Asymptotic expansion of beta matrix models in the multi-cut regime

TL;DR

This paper develops a detailed asymptotic expansion for beta matrix models in the multi-cut regime, analyzing fluctuations and applying results to Toda chain solutions and orthogonal polynomials.

Contribution

It provides the first comprehensive asymptotic expansion in the multi-cut regime for beta matrix models, including fluctuation analysis and applications to integrable systems.

Findings

Established $1/N$ expansion for fixed filling fractions.

Characterized fluctuations as sums of Gaussian variables.

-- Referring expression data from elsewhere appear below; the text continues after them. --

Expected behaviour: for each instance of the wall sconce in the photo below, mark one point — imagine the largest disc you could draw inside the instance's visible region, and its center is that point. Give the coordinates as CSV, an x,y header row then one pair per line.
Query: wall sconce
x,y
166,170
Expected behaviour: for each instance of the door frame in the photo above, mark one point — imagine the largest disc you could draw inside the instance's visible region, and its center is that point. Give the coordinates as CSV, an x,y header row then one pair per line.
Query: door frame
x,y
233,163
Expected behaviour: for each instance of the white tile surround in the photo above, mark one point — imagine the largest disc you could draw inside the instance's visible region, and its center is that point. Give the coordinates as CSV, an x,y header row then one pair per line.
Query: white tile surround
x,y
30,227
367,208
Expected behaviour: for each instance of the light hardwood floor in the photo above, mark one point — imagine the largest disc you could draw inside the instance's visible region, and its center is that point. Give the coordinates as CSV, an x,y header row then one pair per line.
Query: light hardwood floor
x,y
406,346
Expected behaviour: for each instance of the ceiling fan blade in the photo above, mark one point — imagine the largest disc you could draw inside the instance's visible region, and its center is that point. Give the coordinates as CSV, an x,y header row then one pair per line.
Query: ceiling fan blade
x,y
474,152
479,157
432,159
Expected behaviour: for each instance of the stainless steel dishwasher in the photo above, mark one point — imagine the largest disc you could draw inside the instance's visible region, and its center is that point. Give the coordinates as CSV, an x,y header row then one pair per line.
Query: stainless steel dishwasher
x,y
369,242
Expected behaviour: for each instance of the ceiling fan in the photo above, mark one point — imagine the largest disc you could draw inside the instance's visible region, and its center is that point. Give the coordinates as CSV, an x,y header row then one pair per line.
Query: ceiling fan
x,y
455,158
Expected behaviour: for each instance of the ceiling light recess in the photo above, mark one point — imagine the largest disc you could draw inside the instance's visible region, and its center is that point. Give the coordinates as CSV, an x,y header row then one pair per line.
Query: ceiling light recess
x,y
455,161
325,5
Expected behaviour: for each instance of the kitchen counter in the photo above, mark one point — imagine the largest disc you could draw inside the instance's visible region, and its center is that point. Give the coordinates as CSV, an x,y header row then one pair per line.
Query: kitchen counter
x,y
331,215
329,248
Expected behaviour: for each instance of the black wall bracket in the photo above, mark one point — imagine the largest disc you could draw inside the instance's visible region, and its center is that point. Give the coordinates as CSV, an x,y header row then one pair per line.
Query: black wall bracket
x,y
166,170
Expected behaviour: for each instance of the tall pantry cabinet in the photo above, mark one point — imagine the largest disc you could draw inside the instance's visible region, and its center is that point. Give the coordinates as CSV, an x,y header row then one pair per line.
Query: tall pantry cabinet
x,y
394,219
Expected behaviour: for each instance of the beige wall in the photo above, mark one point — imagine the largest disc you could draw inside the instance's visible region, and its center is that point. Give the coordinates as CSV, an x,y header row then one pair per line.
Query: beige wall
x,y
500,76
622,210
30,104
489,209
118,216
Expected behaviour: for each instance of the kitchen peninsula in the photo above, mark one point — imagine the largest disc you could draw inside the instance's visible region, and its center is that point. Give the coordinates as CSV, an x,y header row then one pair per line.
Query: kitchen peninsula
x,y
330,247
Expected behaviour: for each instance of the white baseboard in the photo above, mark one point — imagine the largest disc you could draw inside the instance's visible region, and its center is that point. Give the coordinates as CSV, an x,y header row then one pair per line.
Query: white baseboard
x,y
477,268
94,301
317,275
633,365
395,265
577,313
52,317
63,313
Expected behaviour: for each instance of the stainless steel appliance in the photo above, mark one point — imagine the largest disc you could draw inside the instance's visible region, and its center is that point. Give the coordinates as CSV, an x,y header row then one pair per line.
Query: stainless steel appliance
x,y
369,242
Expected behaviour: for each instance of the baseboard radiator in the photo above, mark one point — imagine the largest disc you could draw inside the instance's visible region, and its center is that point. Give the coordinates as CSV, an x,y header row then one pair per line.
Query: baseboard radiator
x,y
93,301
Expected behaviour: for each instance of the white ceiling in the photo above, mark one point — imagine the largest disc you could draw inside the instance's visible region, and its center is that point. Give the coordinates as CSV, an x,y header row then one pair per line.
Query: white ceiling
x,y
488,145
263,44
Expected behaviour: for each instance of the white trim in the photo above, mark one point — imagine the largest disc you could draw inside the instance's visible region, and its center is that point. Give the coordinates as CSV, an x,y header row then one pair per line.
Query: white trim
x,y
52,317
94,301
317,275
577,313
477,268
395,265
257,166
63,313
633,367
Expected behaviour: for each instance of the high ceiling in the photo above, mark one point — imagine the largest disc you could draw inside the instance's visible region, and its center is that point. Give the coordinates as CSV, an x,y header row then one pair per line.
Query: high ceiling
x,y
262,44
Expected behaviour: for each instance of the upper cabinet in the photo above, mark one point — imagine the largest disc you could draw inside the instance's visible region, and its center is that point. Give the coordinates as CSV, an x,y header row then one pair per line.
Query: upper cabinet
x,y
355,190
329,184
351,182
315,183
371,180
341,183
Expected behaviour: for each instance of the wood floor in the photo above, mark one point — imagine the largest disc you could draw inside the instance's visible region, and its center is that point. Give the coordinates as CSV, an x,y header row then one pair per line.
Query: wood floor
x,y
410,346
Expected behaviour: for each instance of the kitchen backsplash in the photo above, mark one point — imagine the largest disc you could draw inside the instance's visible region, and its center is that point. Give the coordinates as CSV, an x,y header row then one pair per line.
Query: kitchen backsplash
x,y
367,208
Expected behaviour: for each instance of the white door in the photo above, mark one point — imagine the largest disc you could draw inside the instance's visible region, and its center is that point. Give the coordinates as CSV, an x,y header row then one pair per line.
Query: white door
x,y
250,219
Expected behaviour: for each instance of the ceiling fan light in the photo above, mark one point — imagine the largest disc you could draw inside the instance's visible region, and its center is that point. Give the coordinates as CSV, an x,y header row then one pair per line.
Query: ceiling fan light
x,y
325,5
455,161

Applied results to Toda chain asymptotics and orthogonal polynomials.

Abstract

We establish the asymptotic expansion in $\beta$ matrix models with a confining, off-critical potential, in the regime where the support of the equilibrium measure is a union of segments. We first address the case where the filling fractions of these segments are fixed, and show the existence of a $1/N$ expansion. We then study the asymptotics of the sum over the filling fractions, to obtain the full asymptotic expansion for the initial problem in the multi-cut regime. In particular, we identify the fluctuations of the linear statistics and show that they are approximated in law by the sum of a Gaussian random variable and an independent Gaussian discrete random variable with oscillating center. Fluctuations of filling fractions are also described by an oscillating discrete Gaussian random variable. We apply our results to study the all-order small dispersion asymptotics of solutions of the Toda chain associated with the one Hermitian matrix model ($\beta = 2$) as well as orthogonal ($\beta = 1$) and skew-orthogonal ($\beta = 4$) polynomials outside the bulk.